About 17 million U.S. residents ages 16 to 64 self-identified themselves as having a work disability in the year 2000, according to a Census Bureau survey (Table 591). Of these, only 4.7 million were employed, with another half million actively looking for work (an unemployment rate of 9.8 percent). The rest – 12.3 million – were out of the labor force entirely. In 1998, 4.7 million disabled workers and 2.0 million of their dependents, plus 2.0 million widowed mothers and children of deceased workers, received Supplemental Security Income (SSI) (Tables 527 and 528). According to another table (538), only 32 percent of disabled workers received SSI. Slightly more than 1.8 million disabled workers received worker compensation. In 1998, 6.6 million people received Medicaid on the basis of being disabled; though accounting for only 16 percent of all Medicaid recipients, the disabled accounted for 42 percent of all Medicaid spending, since they have extensive health problems. There were 261,900 beds in facilities for the mentally ill and retarded in 1998 (Table 177).
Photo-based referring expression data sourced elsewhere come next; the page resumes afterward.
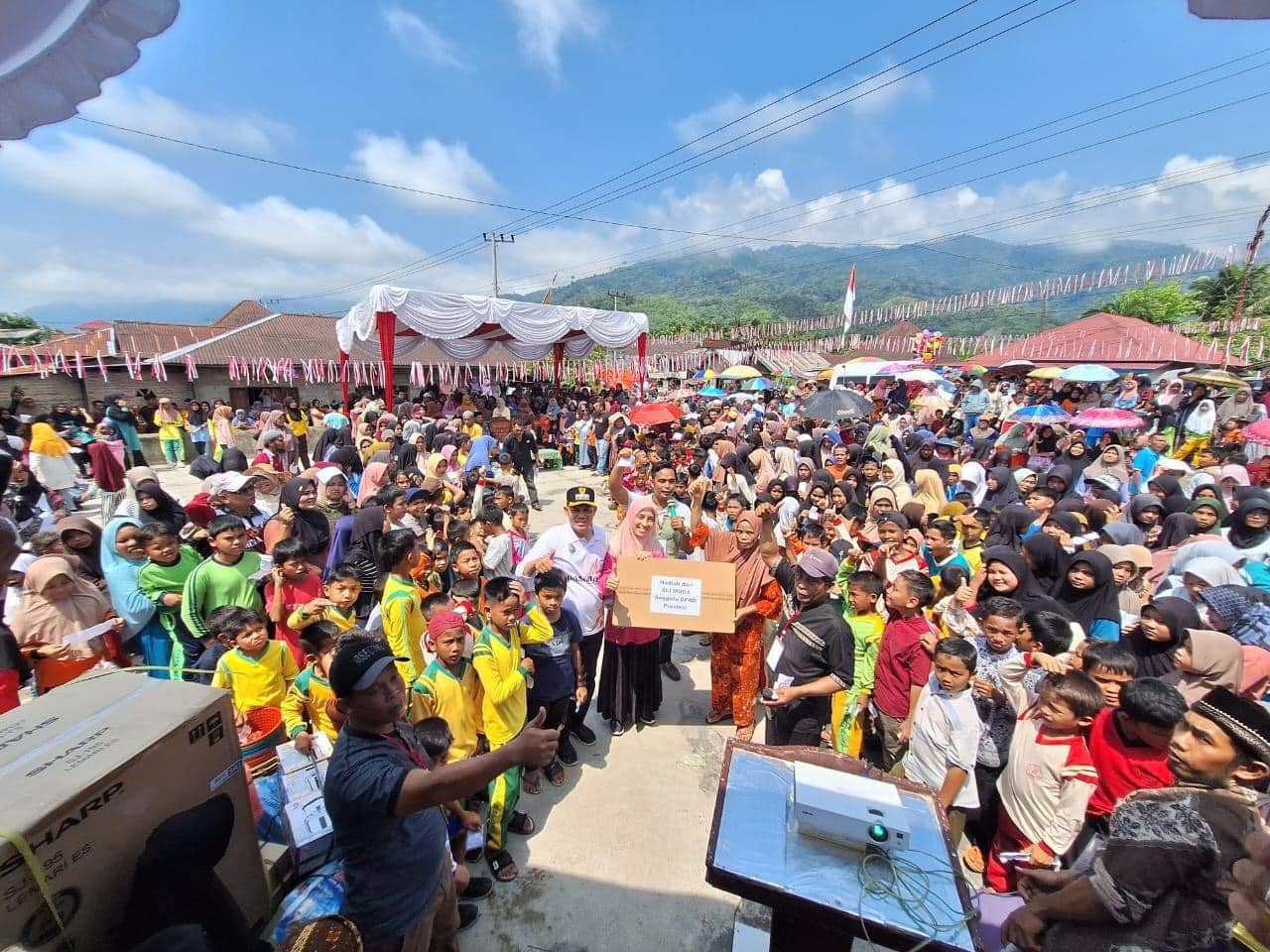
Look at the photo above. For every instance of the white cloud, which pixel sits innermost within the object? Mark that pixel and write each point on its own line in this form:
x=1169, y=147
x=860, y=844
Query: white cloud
x=421, y=39
x=543, y=26
x=140, y=108
x=204, y=249
x=870, y=95
x=94, y=173
x=432, y=167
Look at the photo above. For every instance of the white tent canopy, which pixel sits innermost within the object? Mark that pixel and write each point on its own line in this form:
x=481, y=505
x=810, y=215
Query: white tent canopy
x=55, y=54
x=393, y=322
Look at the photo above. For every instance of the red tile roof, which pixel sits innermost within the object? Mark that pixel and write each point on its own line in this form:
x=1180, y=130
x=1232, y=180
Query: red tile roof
x=1111, y=339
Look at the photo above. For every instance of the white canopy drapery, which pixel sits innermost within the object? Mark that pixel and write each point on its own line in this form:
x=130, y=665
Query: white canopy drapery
x=395, y=321
x=55, y=54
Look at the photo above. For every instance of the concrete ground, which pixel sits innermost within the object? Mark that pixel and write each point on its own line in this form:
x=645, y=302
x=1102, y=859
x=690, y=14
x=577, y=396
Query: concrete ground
x=619, y=858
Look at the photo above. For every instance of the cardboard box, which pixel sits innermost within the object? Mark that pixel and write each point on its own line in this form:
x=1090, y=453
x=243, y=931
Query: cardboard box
x=310, y=833
x=674, y=593
x=87, y=772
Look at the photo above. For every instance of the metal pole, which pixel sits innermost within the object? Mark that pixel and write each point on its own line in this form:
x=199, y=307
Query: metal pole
x=494, y=240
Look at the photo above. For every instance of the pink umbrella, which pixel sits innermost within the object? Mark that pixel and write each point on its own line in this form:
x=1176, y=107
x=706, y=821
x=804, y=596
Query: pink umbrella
x=1105, y=417
x=1257, y=431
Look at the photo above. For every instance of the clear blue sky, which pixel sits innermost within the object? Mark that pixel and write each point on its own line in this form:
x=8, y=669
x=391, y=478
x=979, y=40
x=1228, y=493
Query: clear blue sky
x=526, y=102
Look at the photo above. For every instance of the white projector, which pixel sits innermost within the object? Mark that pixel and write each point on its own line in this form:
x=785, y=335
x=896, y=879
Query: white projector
x=846, y=809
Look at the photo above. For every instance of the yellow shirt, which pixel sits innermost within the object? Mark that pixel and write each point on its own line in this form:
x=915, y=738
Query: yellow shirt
x=502, y=676
x=175, y=429
x=453, y=697
x=305, y=706
x=404, y=625
x=257, y=682
x=299, y=621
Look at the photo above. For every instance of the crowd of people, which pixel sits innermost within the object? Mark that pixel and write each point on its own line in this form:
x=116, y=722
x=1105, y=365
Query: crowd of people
x=1064, y=634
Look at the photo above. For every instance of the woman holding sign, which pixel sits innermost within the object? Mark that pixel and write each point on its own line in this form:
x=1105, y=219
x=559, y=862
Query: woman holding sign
x=630, y=675
x=735, y=657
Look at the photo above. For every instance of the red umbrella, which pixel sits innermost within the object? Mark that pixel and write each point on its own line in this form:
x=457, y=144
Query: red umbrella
x=1257, y=431
x=1106, y=417
x=654, y=414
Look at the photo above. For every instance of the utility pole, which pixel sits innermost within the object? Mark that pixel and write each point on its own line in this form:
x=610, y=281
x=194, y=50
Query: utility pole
x=494, y=240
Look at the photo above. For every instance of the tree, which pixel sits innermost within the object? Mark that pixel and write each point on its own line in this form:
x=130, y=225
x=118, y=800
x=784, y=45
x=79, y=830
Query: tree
x=1157, y=303
x=1214, y=298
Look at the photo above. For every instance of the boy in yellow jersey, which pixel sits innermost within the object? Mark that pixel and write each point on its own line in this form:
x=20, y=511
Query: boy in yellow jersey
x=400, y=607
x=448, y=687
x=504, y=679
x=255, y=670
x=849, y=708
x=305, y=711
x=338, y=606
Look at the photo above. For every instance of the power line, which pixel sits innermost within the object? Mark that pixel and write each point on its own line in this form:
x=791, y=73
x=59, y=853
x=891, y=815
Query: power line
x=659, y=249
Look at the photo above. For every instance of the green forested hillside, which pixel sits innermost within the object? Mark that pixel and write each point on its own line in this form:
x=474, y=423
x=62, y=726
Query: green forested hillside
x=746, y=287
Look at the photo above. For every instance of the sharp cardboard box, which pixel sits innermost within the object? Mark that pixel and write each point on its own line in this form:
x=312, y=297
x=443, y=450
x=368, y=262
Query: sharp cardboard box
x=86, y=774
x=310, y=833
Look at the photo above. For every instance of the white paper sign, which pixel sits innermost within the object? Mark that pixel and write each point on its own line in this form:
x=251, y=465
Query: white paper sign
x=96, y=631
x=674, y=595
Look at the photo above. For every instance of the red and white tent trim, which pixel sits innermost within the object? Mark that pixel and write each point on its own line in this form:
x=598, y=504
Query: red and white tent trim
x=463, y=326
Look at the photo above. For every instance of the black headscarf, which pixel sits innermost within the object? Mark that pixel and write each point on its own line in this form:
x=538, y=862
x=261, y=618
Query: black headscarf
x=1175, y=500
x=1176, y=530
x=1047, y=558
x=1008, y=527
x=232, y=461
x=203, y=466
x=1006, y=493
x=1156, y=657
x=168, y=512
x=1029, y=593
x=1101, y=602
x=1238, y=534
x=312, y=526
x=347, y=458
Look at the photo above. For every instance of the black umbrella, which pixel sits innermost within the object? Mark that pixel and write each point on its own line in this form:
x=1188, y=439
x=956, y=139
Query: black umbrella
x=832, y=404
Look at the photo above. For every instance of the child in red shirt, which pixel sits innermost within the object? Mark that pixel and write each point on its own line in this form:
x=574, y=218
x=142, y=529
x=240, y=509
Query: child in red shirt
x=294, y=583
x=903, y=661
x=1129, y=746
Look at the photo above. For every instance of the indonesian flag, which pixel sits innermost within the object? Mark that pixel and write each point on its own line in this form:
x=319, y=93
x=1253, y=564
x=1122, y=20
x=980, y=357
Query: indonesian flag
x=848, y=302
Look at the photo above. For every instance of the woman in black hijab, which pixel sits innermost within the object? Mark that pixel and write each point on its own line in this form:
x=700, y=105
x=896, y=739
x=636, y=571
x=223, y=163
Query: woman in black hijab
x=1170, y=490
x=1002, y=490
x=330, y=439
x=1008, y=527
x=1176, y=530
x=1238, y=530
x=1088, y=593
x=1047, y=560
x=310, y=525
x=1156, y=639
x=1007, y=574
x=163, y=508
x=232, y=461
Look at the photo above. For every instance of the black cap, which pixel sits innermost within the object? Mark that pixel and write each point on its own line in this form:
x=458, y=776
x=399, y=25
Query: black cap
x=1245, y=720
x=579, y=495
x=356, y=665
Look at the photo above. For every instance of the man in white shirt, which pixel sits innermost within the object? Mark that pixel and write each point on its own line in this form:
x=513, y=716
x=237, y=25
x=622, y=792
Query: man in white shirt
x=578, y=548
x=672, y=530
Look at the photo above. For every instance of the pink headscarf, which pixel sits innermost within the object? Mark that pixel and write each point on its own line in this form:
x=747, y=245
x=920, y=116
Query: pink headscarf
x=626, y=542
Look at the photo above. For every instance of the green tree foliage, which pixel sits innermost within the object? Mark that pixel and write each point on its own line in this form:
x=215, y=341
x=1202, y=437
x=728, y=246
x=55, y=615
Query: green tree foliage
x=1157, y=303
x=1214, y=298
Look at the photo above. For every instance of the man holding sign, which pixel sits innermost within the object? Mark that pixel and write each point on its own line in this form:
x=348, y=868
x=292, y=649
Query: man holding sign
x=578, y=549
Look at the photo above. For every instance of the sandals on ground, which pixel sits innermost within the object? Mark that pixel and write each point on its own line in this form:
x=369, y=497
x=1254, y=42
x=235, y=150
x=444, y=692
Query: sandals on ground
x=521, y=824
x=502, y=865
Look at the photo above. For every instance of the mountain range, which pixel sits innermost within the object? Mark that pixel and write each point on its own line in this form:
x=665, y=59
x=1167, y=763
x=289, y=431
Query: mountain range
x=793, y=282
x=786, y=282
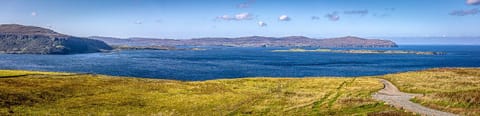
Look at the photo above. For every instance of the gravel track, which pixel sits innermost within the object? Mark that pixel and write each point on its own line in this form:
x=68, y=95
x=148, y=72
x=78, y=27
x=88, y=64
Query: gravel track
x=391, y=95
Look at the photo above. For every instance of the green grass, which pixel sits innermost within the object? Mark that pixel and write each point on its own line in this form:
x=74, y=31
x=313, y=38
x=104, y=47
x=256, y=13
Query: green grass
x=455, y=90
x=46, y=93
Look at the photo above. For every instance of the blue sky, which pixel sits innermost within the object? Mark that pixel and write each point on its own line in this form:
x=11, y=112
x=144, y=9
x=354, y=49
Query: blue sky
x=181, y=19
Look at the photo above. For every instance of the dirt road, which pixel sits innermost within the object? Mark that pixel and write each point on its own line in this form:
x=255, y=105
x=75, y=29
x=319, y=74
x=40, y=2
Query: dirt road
x=391, y=95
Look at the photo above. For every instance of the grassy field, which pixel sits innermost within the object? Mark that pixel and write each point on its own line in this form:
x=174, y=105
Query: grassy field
x=454, y=90
x=45, y=93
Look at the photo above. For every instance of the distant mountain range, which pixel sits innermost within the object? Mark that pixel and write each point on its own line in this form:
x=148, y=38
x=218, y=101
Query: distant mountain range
x=254, y=41
x=19, y=39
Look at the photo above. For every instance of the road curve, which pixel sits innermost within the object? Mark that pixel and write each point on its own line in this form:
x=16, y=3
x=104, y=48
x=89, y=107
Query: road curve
x=391, y=95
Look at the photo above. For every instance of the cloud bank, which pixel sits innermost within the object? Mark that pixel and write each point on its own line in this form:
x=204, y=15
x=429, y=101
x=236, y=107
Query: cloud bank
x=237, y=17
x=473, y=2
x=333, y=16
x=33, y=13
x=354, y=12
x=465, y=12
x=262, y=24
x=284, y=18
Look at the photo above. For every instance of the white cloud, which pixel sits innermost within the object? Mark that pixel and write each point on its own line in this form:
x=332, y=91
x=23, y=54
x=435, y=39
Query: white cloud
x=33, y=13
x=237, y=17
x=473, y=2
x=243, y=16
x=333, y=16
x=465, y=12
x=138, y=22
x=262, y=24
x=284, y=18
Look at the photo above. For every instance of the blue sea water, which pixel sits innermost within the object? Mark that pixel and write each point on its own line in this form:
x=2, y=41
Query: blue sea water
x=229, y=62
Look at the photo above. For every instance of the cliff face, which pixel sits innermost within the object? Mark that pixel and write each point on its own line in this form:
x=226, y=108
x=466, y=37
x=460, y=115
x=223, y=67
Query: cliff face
x=256, y=41
x=19, y=39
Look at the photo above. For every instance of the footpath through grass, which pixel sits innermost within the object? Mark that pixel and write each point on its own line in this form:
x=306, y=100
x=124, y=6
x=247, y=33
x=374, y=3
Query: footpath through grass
x=454, y=90
x=46, y=93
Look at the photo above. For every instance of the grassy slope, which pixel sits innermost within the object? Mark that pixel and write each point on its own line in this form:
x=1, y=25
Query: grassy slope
x=40, y=93
x=453, y=90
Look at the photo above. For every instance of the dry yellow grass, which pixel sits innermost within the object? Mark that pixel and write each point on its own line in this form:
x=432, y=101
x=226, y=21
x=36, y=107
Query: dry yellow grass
x=73, y=94
x=455, y=90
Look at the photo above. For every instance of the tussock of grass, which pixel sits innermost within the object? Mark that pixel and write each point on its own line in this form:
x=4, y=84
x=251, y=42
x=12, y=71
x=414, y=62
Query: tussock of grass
x=42, y=93
x=450, y=89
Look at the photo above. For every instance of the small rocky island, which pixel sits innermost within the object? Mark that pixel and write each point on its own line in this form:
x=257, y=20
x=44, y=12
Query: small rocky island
x=20, y=39
x=363, y=51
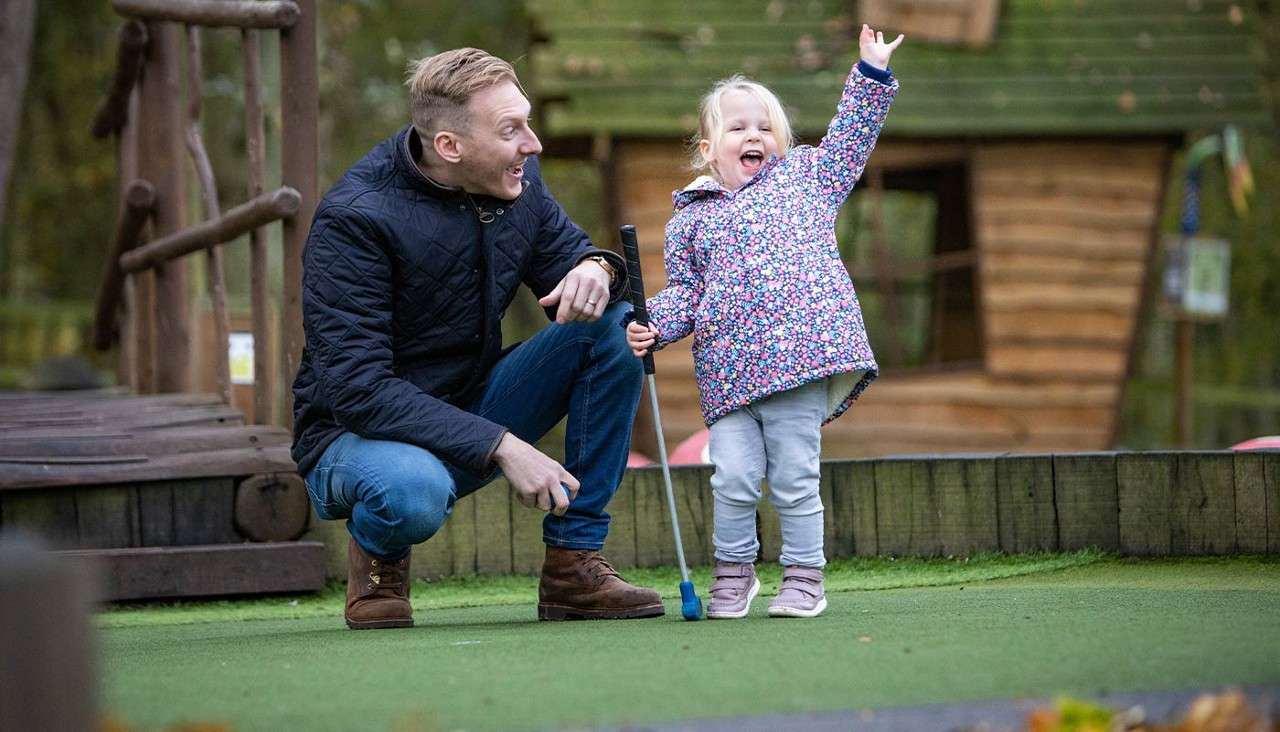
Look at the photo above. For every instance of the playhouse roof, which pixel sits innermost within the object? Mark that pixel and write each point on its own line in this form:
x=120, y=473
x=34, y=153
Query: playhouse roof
x=1054, y=67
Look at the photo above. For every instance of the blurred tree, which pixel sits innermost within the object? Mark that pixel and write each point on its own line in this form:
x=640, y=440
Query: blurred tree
x=17, y=21
x=59, y=223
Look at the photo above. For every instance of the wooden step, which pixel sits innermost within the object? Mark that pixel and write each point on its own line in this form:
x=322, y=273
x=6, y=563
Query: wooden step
x=201, y=571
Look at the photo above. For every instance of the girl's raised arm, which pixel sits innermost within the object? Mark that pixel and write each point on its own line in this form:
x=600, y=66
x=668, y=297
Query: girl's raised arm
x=863, y=106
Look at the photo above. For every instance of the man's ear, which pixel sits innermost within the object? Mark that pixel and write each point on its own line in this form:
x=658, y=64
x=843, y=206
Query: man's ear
x=447, y=146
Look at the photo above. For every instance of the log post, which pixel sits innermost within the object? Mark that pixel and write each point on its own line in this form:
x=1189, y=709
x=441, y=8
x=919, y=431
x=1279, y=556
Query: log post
x=48, y=672
x=236, y=13
x=300, y=101
x=160, y=160
x=140, y=198
x=216, y=280
x=260, y=292
x=279, y=204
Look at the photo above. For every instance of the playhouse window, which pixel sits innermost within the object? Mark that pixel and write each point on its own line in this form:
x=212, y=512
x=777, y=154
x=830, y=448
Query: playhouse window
x=905, y=237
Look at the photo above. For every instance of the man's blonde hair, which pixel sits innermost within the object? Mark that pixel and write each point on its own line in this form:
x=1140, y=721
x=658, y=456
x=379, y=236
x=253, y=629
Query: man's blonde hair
x=711, y=117
x=440, y=86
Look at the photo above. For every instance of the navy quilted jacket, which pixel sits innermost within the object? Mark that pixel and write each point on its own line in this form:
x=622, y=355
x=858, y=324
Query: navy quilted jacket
x=403, y=287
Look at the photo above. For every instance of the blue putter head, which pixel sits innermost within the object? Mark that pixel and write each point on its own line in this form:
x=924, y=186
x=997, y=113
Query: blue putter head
x=690, y=604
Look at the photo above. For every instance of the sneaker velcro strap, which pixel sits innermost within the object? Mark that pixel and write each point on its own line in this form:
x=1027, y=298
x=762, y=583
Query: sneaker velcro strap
x=731, y=571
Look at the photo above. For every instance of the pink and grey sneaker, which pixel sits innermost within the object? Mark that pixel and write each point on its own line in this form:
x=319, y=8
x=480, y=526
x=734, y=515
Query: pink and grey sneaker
x=801, y=595
x=732, y=591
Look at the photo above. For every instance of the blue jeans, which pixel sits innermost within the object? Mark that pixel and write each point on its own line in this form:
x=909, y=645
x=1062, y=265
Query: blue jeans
x=394, y=495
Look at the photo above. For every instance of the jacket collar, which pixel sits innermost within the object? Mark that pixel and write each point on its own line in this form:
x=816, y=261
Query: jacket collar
x=408, y=149
x=705, y=186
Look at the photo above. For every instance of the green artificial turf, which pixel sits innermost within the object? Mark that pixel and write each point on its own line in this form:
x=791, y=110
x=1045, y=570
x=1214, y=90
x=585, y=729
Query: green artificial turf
x=1098, y=623
x=842, y=575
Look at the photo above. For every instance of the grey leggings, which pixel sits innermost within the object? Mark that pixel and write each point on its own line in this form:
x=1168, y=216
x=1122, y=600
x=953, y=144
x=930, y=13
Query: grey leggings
x=777, y=438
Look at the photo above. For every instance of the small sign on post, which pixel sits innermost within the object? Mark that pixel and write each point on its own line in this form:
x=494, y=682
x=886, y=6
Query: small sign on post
x=1197, y=278
x=240, y=357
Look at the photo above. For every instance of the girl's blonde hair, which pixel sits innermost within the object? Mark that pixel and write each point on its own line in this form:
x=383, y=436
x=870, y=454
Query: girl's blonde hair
x=711, y=118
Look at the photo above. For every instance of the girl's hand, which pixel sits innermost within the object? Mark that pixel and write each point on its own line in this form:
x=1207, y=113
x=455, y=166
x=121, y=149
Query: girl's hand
x=640, y=338
x=874, y=50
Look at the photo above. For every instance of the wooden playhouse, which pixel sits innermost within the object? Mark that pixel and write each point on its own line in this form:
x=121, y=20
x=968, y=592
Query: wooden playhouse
x=1006, y=229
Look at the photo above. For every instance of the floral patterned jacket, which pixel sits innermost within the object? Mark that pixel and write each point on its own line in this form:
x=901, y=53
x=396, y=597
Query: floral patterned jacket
x=755, y=274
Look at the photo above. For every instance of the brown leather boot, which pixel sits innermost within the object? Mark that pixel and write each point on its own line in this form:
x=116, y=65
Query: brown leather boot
x=579, y=584
x=376, y=591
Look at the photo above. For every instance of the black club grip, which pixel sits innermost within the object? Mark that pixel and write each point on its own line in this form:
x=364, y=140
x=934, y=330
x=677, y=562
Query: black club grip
x=635, y=280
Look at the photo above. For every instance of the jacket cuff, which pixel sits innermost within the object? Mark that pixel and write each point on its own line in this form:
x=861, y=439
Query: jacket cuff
x=882, y=76
x=488, y=466
x=618, y=289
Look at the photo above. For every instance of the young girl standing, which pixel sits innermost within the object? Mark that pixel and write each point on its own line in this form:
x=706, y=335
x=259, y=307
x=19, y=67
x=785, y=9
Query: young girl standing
x=754, y=273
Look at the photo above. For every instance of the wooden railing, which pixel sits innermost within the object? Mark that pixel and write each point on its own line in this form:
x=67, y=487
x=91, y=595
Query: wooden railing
x=142, y=298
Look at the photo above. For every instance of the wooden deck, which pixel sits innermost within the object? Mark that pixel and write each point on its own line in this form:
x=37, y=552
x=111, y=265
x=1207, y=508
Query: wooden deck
x=169, y=495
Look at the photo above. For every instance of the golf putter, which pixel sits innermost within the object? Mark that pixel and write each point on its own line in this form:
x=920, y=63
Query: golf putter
x=690, y=604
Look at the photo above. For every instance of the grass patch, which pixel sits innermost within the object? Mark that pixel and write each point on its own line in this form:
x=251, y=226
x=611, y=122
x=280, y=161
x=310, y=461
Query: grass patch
x=842, y=575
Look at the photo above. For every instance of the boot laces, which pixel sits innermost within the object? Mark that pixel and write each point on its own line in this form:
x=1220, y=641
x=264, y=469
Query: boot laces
x=599, y=567
x=387, y=575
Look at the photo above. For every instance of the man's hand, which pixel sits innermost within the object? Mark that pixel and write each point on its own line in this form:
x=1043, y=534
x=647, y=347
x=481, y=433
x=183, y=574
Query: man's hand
x=874, y=50
x=535, y=476
x=583, y=294
x=640, y=338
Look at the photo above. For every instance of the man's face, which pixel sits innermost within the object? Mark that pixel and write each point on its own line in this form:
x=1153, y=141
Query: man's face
x=497, y=142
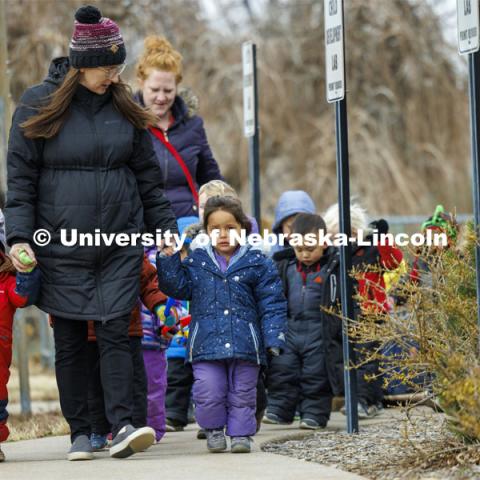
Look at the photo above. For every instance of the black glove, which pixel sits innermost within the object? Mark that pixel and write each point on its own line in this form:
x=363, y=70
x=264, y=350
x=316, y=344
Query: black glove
x=380, y=225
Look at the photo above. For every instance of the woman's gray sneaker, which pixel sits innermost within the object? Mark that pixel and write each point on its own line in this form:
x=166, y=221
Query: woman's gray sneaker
x=130, y=440
x=81, y=449
x=216, y=441
x=241, y=445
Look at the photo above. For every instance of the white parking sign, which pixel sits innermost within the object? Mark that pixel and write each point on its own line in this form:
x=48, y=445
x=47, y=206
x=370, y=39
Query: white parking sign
x=334, y=63
x=468, y=25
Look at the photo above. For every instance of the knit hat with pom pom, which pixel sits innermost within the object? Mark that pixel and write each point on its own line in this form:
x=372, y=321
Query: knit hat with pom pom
x=96, y=40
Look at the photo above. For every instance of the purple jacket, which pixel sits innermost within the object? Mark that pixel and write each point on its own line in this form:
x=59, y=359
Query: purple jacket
x=188, y=136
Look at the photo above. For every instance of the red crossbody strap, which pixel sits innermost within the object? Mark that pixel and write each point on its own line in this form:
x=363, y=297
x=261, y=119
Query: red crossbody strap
x=159, y=134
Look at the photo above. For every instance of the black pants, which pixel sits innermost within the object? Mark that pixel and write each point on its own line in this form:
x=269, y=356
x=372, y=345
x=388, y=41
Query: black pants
x=179, y=387
x=72, y=372
x=96, y=403
x=299, y=378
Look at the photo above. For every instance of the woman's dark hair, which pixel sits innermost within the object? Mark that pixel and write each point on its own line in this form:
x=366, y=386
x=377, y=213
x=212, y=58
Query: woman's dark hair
x=308, y=223
x=51, y=117
x=228, y=204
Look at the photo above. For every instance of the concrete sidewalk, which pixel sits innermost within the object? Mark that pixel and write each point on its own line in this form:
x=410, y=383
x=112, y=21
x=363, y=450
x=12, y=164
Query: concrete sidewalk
x=178, y=456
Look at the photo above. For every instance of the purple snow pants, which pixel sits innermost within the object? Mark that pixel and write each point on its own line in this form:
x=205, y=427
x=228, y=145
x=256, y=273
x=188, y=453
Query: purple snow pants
x=225, y=394
x=156, y=368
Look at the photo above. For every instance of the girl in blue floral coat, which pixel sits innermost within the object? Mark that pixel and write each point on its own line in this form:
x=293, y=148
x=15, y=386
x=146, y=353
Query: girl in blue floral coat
x=238, y=314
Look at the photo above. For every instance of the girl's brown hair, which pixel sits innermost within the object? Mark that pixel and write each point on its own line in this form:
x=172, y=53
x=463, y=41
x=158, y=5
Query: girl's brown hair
x=158, y=54
x=230, y=205
x=51, y=117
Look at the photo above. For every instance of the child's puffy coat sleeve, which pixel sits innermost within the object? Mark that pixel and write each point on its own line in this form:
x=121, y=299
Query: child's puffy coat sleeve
x=272, y=306
x=24, y=291
x=174, y=277
x=150, y=295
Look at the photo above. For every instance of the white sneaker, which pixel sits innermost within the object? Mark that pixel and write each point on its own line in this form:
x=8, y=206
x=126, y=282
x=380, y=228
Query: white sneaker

Not everyone is eligible for the public services and benefits that have been discussed here. Among those theoretically eligible, not everyone receives them, as comparisons between recipients and those in various demographic categories makes clear. The rules and practice for determining eligibility are frequently opaque and poorly understood. But behind them are all kinds of moral judgments, economic principles, and political deals and maneuvers. I will discuss the ethics of eligibility in an upcoming series of posts.